In occasione delle festività dei Morti, particolarmente sentite in Sicilia, tornano nei panifici e nelle pasticcerie  i dolci tipici del periodo, come sempre innumerevoli nell’isola (che per “dolcezza” non è seconda a nessun Paese al mondo).

Tutti questi dolci vanno a formare il “cannistru”, ovvero il cesto pieno di leccornie che si prepara in occasione della Commemorazione dei defunti: secondo la tradizione il 2 novembre mattina i bambini siciliani (anche quelli ormai distratti e contaminati dai riti barbarici di Halloween) al risveglio cercano per tutta la casa i regali portati nottetempo dai Morti, che vanno accuratamente celati nei posti più impensati (i Morti, a forza di essere morti, diventano giocherelloni e un po’ “camurruselli”).
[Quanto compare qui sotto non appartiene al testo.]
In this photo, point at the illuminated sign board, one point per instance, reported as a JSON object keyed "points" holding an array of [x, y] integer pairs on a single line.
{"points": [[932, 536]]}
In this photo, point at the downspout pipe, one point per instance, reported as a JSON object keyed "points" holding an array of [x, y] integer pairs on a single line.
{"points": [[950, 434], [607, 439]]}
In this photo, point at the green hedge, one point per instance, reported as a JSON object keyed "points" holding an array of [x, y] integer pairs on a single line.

Dopo un’accurata perquisizione, i piccoli finalmente trovano la loro sorpresa: giocattoli, regali vari e, letteralmente “dulcis in fundo”, un “cannistru” pieno di dolci o frutta secca: i frutti di martorana, i “pupi” di zucchero (o “pupaccena”), i mustaccioli (“ossa dei morti”), i buccellati, i biscotti all’anice, i “regina” col cimino, i biscotti di pasta di miele, i “tetù” (di cui ho parlato qui qualche giorno fa), i taralli, frutta secca, castagne, ecc.
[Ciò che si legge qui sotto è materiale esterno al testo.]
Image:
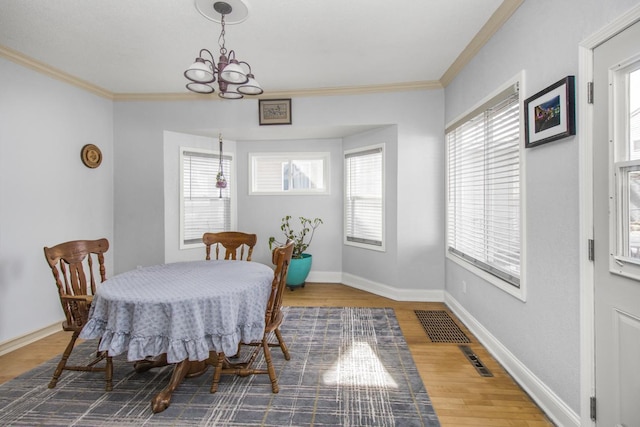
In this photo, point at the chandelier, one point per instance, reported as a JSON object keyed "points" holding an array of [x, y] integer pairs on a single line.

Come scriveva qualche anno fa il poeta bagherese Vincenzo Aiello, «Appena arruspigghiatu jo circava / cusiritusu unn’era ammucciatu / lu scatulu d’’i scarpi ch’i riàla / ca ’i murticeddi avianu purtatu. / Lu cuntinutu era sempri chiddu: / ’na machinicchia a corda o ’na pistola, / ’na pupa ’i zuccaru e ’na pasta ’i meli; / ma si cci penzu ancora ’u cori vola. / E ora ppi cupiari ’i miricani / n’arridducemu a fari di sta festa / ’na buffuniata di vampiri e streghi / e picciutteddi ch’i cucuzzi ’n testa” (“Appena mi svegliavo io cercavo / curioso dove era nascosto / lo scatolo di scarpe coi regali / che i cari morti avevano portato. / Il contenuto era sempre quello: / una macchinetta a corda o una pistola, / una pupa di zucchero e una pasta di miele; / ma se ci penso ancora, il cuore vola. / E ora per copiar gli Americani / ci siam ridotti a far di questa festa / una gran farsa di vampiri e streghe / e ragazzini con le zucche in testa”, 2012; il tentativo di traduzione è mio).
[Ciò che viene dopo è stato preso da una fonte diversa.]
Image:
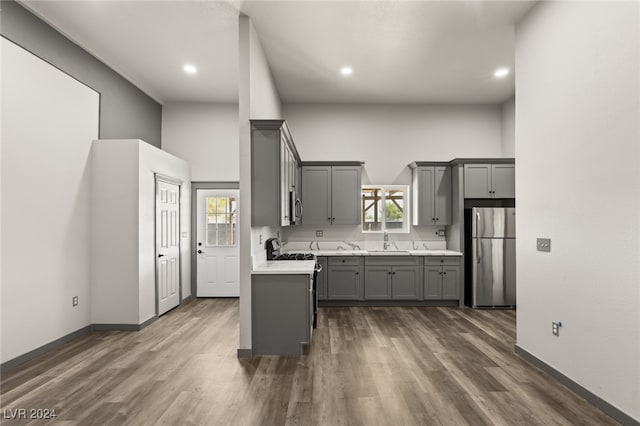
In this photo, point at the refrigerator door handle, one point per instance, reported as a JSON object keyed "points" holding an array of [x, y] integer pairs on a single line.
{"points": [[478, 246]]}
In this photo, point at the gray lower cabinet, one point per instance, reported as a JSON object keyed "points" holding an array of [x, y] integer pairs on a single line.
{"points": [[321, 279], [406, 283], [281, 314], [343, 278], [442, 278], [377, 283], [396, 278], [431, 188]]}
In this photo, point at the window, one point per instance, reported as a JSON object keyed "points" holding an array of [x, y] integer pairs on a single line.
{"points": [[384, 209], [222, 221]]}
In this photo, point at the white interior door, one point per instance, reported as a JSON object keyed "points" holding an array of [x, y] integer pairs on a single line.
{"points": [[167, 245], [217, 251]]}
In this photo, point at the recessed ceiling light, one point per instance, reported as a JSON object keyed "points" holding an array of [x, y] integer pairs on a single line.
{"points": [[346, 71], [501, 72], [190, 69]]}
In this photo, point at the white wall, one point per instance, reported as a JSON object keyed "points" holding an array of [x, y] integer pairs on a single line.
{"points": [[258, 99], [508, 111], [578, 183], [389, 137], [114, 233], [205, 135], [48, 122]]}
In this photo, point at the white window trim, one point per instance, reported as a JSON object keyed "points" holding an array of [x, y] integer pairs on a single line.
{"points": [[405, 200]]}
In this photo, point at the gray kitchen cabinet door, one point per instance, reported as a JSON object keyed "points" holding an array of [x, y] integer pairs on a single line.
{"points": [[343, 283], [433, 282], [266, 184], [405, 283], [316, 195], [377, 283], [280, 314], [442, 196], [285, 176], [503, 180], [345, 195], [451, 282], [321, 283], [425, 214], [477, 180]]}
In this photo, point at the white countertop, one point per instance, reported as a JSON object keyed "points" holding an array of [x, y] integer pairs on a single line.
{"points": [[384, 253], [285, 267]]}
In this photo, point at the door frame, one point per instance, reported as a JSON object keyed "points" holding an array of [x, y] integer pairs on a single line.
{"points": [[158, 177], [195, 186]]}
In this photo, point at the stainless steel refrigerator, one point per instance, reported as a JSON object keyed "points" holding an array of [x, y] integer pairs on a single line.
{"points": [[493, 248]]}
Quando ero piccolo, a Genova, per i Morti (e in genere proprio il 30-31 ottobre, con prudente lieve anticipo) ci arrivava sempre una cassetta inviata dalla Sicilia dai parenti lontani.

Ricordo che io l’aspettavo con ansia e, quando mio padre metteva sul tavolo della cucina lo scatolone appena arrivato e ne tirava fuori il prezioso canestro che aveva percorso 1500 chilometri risalendo lo Stivale, guardavo con meraviglia il ben di Dio che ne veniva fuori, estratto gradualmente da Papà come i conigli dal cilindro di un prestigiatore: i mustaccioli, i tetù, i biscotti regina, i frutti di martorana, i buccellati, i biscotti di pasta di miele e in particolare la “suss’i miele” di Bagheria (lunghi e croccanti rettangoli coloratissimi formati da farina, mandorle tostate, zucchero, miele, uova e cannella).

C’era anche, immancabile, il pupo di zucchero antropomorfo, a forma di “pupo” siciliano, di cavaliere, di damina, di contadinella, ecc. Ma ricordo che, altrettanto immancabilmente, il “pupo”, con mia grande delusione, arrivava frantumato in mille pezzi e solo con chirurgica pazienza mio padre provava a “rimontarlo” per farmelo vedere; evidentemente gli sballottamenti ferroviari erano risultati micidiali, peggio di una battaglia di Roncisvalle, per quel “pupo” che era partito dalla Sicilia così battagliero…

Comunque sia, tuffandoci su quel ben di Dio, ci sentivamo vicini ai nostri cari e respiravamo un po’ di profumo di Sicilia nella mia città lontana.

FONTE: BLOG DI MARIO PINTACUDA Il canestro dei Morti – NULLA DIES SINE LINEA (pintacuda.it)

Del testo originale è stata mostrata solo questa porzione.